Y₂O₃, Nb₂O₅, and La₂O₃ are components that enhance mechanical properties such as Young's modulus. When a total amount or individual content of these components is too large, the raw material cost is likely to increase. Therefore, the total amount and individual content of

Y₂O₃, Nb₂O₅, and La₂O₃ are preferably from 0% to 5%, more preferably from 0% to 1%, from 0% to 0.5%, and particularly preferably from 0% to less than 0.5%.

Fe₂O₃ is a component that may be mixed in from the glass raw material and is also a component that colors the glass. When a raw material having a high purity is used to reduce a content of Fe₂O₃, the raw material cost is likely to increase. On the other hand, when the content of Fe₂O₃ is too large, the glass substrate is colored, making it difficult to use for a display application. A suitable content range for Fe₂O₃ is from 0% to 0.05%, from 0.0005% to 0.03%, and particularly from 0.001% to 0.02%.

ZrO₂ is a component that may be mixed in from a refractory used in a glass manufacturing kiln. When the content of ZrO₂ is too large, devitrified crystals are likely to precipitate. On the other hand, when the content of ZrO₂ is to be reduced, the melting temperature needs to be lowered, and in this case, it is difficult to melt the glass. Therefore, a suitable content range for ZrO₂ is from 0% to 0.5%, from 0.0001% to 0.5%, from 0.001% to 0.4%, and particularly from 0.005% to 0.3%.

Cl is a component that facilitates initial melting of a glass batch. In addition, the addition of Cl can facilitate the action of the fining agent. As a result, it is possible to extend the life of the glass manufacturing kiln while reducing the melting cost. However, when the content of Cl is too large, the strain point is likely to decrease, and in the case of being used for a display application, there is a concern that total pitch deviation occurs. Therefore, a suitable content range for the content of Cl is from 0% to 3%, from 0.0005% to 1%, and particularly from 0.001% to 0.5%. Note that, as a raw material for introducing Cl, a raw material such as a chloride of an alkaline earth metal oxide, an example being strontium chloride, or aluminum chloride can be used.

The glass substrate according to the present invention preferably has the following properties.
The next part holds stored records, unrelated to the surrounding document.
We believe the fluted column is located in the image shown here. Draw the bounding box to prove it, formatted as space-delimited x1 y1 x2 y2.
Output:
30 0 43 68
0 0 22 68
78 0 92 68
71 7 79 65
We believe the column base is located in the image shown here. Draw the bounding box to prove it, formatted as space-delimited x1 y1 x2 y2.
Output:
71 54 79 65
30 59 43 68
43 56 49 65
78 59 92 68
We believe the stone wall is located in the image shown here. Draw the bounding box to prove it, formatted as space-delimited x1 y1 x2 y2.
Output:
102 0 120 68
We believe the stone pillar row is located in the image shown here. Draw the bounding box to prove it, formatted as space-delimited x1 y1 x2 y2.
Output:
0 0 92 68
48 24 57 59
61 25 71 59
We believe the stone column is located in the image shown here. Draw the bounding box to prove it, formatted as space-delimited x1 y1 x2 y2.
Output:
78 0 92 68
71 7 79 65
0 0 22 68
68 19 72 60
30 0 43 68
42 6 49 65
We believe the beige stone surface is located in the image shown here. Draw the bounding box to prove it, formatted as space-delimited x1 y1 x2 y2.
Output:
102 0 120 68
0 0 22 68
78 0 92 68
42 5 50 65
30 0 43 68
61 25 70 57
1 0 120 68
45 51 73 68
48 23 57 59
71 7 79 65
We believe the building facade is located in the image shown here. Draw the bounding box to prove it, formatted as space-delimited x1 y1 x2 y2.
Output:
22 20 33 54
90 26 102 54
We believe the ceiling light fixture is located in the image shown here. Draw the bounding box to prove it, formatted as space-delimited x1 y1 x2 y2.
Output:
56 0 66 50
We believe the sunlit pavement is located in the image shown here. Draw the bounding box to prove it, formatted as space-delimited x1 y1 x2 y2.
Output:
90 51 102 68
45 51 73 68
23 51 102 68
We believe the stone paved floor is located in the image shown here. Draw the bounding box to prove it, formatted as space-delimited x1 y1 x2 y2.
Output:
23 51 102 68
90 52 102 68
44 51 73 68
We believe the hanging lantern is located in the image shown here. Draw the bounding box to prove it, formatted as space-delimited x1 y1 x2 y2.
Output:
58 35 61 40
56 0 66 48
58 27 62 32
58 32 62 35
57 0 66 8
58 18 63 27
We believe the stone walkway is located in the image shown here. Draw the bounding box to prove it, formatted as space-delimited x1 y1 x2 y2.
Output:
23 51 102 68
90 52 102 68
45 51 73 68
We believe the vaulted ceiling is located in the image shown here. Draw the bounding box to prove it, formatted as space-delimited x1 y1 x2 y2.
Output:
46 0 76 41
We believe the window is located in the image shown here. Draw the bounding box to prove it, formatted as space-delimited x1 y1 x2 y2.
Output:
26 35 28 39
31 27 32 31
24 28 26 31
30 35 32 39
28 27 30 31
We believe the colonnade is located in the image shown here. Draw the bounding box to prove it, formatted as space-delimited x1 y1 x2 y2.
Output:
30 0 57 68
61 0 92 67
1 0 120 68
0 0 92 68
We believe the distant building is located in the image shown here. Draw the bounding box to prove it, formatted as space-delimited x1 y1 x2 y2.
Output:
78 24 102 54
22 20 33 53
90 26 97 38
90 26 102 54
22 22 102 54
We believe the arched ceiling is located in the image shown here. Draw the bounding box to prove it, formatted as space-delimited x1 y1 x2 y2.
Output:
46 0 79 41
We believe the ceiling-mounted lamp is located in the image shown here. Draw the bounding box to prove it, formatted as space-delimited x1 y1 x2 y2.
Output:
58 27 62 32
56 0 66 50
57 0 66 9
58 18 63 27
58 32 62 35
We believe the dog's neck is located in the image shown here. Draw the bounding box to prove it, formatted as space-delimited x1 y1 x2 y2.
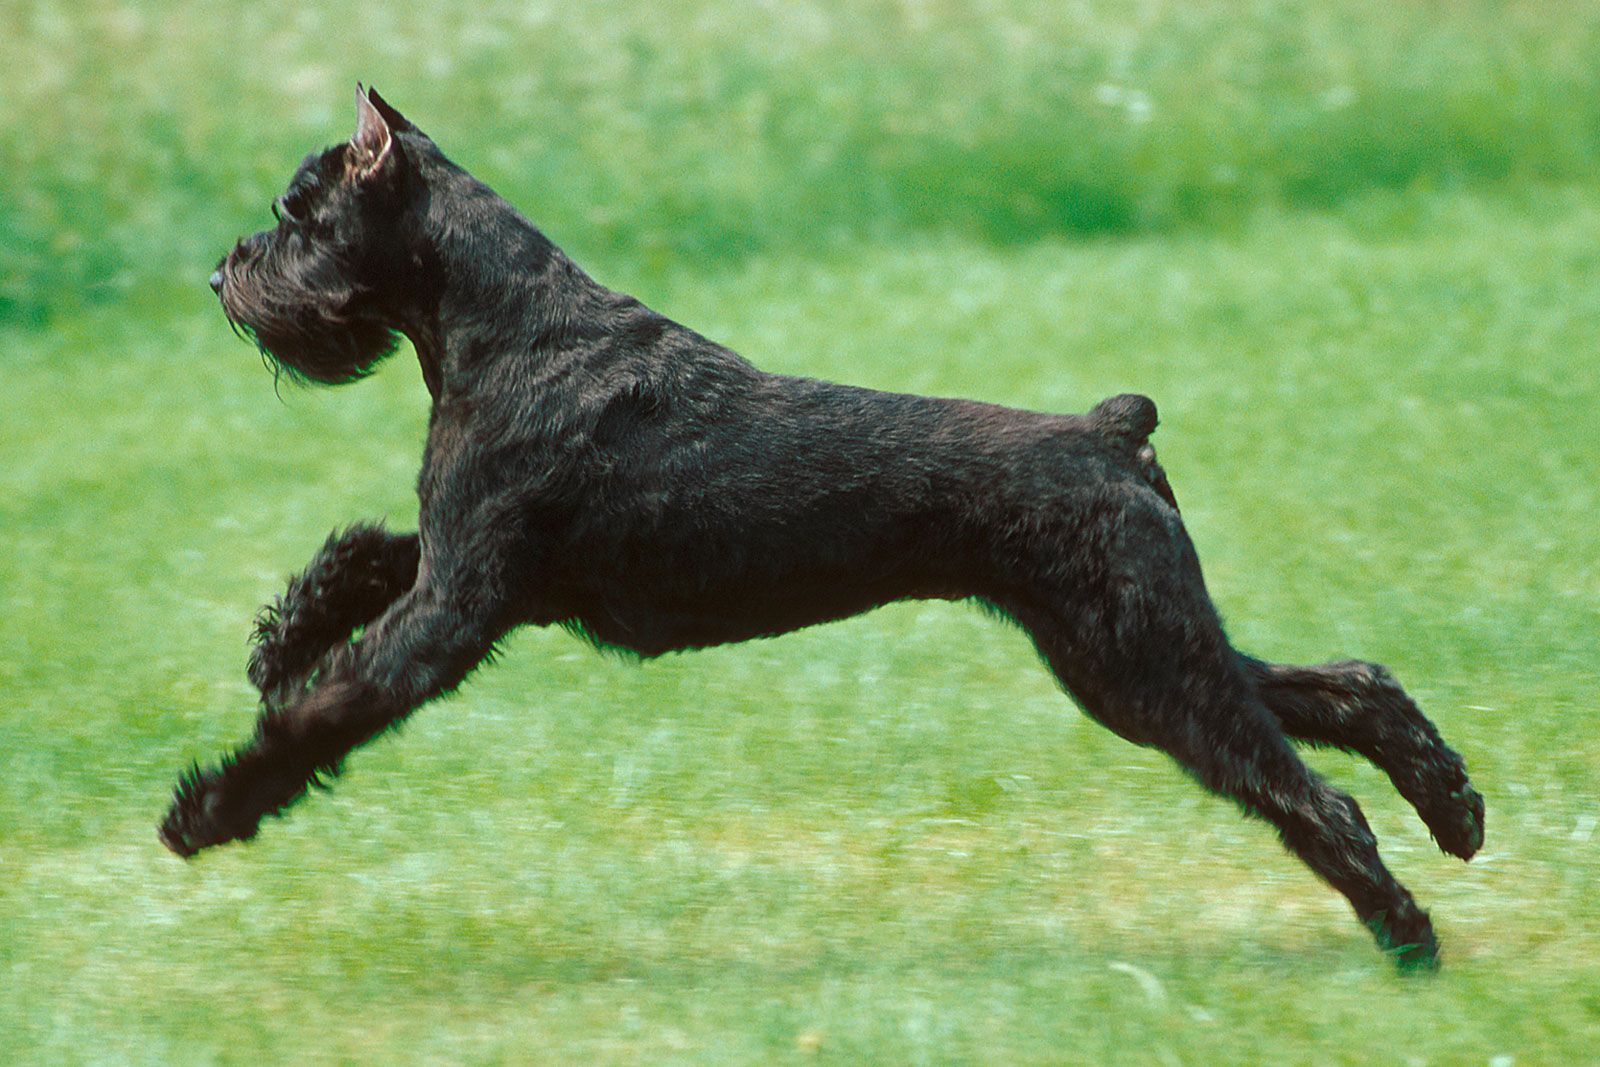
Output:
398 173 602 404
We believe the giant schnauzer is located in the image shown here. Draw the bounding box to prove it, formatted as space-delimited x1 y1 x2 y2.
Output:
164 87 1483 970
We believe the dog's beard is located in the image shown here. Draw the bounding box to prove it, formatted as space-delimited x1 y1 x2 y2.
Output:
218 248 398 386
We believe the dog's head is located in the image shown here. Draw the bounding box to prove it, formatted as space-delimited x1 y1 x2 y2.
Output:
212 86 436 385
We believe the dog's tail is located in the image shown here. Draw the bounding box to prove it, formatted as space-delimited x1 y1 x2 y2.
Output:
1090 393 1158 446
1089 393 1179 512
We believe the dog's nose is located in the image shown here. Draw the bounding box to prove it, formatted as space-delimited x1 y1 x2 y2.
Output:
209 269 224 295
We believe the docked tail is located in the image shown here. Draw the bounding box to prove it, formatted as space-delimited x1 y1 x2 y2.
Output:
1089 393 1178 511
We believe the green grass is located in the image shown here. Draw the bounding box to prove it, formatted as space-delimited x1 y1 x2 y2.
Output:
5 1 1600 1063
8 0 1600 324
In the glass substrate according to the present invention, the HF etching rate is preferably 2.00 μm/min or less, 1.50 μm/min or less, 1.00 μm/min or less, 0.75 μm/min or less, 0.70 μm/min or less, 0.65 μm/min or less, 0.60 μm/min or less, 0.55 μm/min or less, and particularly preferably 0.50 μm/min or less. With such an etching rate, the opening diameter is less likely to increase in preparing the hole in the main surface of the glass substrate, and therefore the taper angle can be reduced. As a result, holes can be prepared in the glass substrate at a high density.

In the glass substrate according to the present invention, an average thermal expansion coefficient in a temperature range of from 30° C. to 380° C. is preferably from 30×10⁻⁷/° C. to 50×10⁻⁷/° C., from 32×10⁻⁷/° C. to 48×10⁻⁷/° C., from 33×10⁻⁷/° C. to 45×10⁻⁷/° C., from 34×10⁻⁷/° C. to 44×10⁻⁷/° C., and particularly preferably from 35×10⁻⁷/° C. to 43×10⁻⁷/° C. This makes it easy to match the thermal expansion coefficient of Si used in TFT.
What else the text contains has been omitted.